I was going to write about Chick-fil-A. We’ve always been a Chick-fil-A family. And by family, I mean a man, a woman, and two kids. You know, the “right” kind of family. Dan Cathy’s kind of family.
We’re not a Chick-fil-A family any more.
Chick-fil-A owner Dan Cathy is free to cloak his blatant bigotry in the language of religion if he likes. The company is free to donate as many millions as it wants to anti-gay organizations. Fine. But we’re just as free to not eat there again unless something changes. I don’t want another penny of mine being funneled toward groups that actually fight against the civil rights of an entire population. It’s too bad, really. We really liked that place.
It’s been very strange seeing people on Twitter and Facebook boast about eating there today, revealing either their ignorance or their intolerance or both. By the way, you are wrong if you think this is some kind of attack on religion. It is, rather, a denunciation of those who believe following a particular religion gives them the right to consider other people beneath them in some way. Why would anyone want to practice a religion that doesn’t embrace all of humanity, a religion that would place one group of people above another, simply because of a belief system? I don’t think I’ll ever understand how someone could think that way, and still see themselves as being “pure” and “right.” They are neither.
If your religious beliefs dictate that you deny other people their civil rights, you might want to rethink your religious beliefs. And don’t give me this nonsense about “false outrage from the left.” I’ve never been active in the LGBT cause. It’s just never had much impact on my life that I noticed. I’m just sick of the hypocrisy from the right, and I feel compelled to write about it. Listen, if you don’t want to be called a bigot, don’t support bigoted policies. It’s that simple.
I was going to write about that.
If you decided not to click on the link, here’s a brief summary. I’m not going to dignify it by describing it in too much detail. It’s simply too appalling. Suffice to say it is a spite-filled, scornful, wrong-headed regurgitation of everything Shaun Hannity and Rush Limbaugh want you to believe.
It made me slightly nauseous. The worst were the out-takes at the end, which were presented in black and white like some macabre farce. I guess it was supposed to be funny. It wasn’t.
I can’t imagine making my 6-year-old son do something like that. Our videos are of him and his brother dancing like fiends to Phineas and Ferb songs in the family room. He knows Barack Obama is the president, and we don’t turn off political TV when he’s in the room, but he doesn’t have the first idea about politics in this weird country of ours. Nor should he.
Nor does the kid in that travesty of a video. His parents are the buffoons here, not him. Did they think this was cute? Did they think it would make anyone out there say, Hey, the 6-year-old has a point? I really don’t understand their motivation. Surely they didn’t expect it to go viral like it did (nearly 180,000 views as of tonight). Or maybe they hoped it would go viral, and their kid could get his own talk show on ClearChannel. I don’t know.
So … what then? Why?
I mean, considering the No. 1 reason not to vote for Obama was torn straight out of the Orly Taitz, Donald Trump, Joe Arpaio* playbook, they couldn’t have been using this is a civics lesson for the kid. Could they have? Good grief. What if these parents actually believe the wretched untruths they scripted for their unfortunate little boy? And what if, one day, this little boy learns the truth? What if all of the indoctrinated faithful who consider Hannity, Limbaugh and Fox News the gospel suddenly see the light, and this little boy is swallowed up in their terrible wake as they collectively veer toward reality? Or, worse yet, what if he’s the heir to fake investigative reporter/conservative hatchet boy James O’Keefe**?
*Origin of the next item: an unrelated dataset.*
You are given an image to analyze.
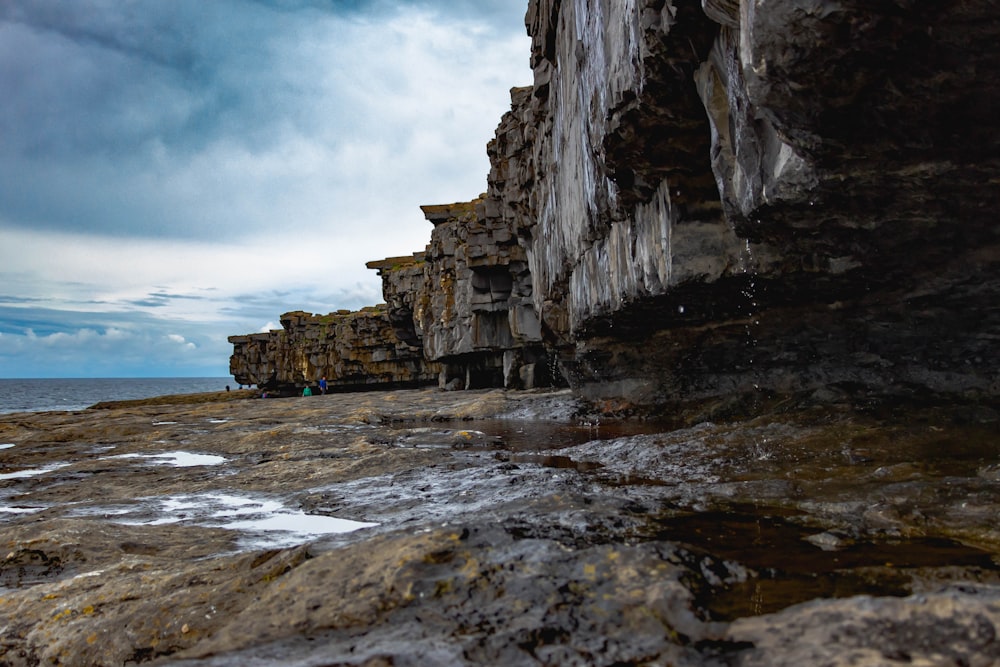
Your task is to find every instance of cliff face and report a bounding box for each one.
[229,308,438,394]
[490,0,1000,412]
[234,0,1000,409]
The video made me sad. It made me sad for that child, and it made me sad for this country.
Maybe it’s best not to poke a stick at the Chick-fil-A Appreciation Day crowd or the Taitz/Trump/Arpaio minions. Nothing I can say or write or do will change their minds. Maybe it’s better just to leave it alone.
But no. That’s not who I am. It’s not who we are as a nation. Maybe I can’t do or say or write anything to change your mind. But that doesn’t mean I won’t speak mine.
*The Internet marketing geek in me loves the fact that Joe Arpaio’s Wikipedia page is page one, number one for the Google search [crazy Arizona sheriff].
** Page one, number two for [fake acorn pimp]. Heh.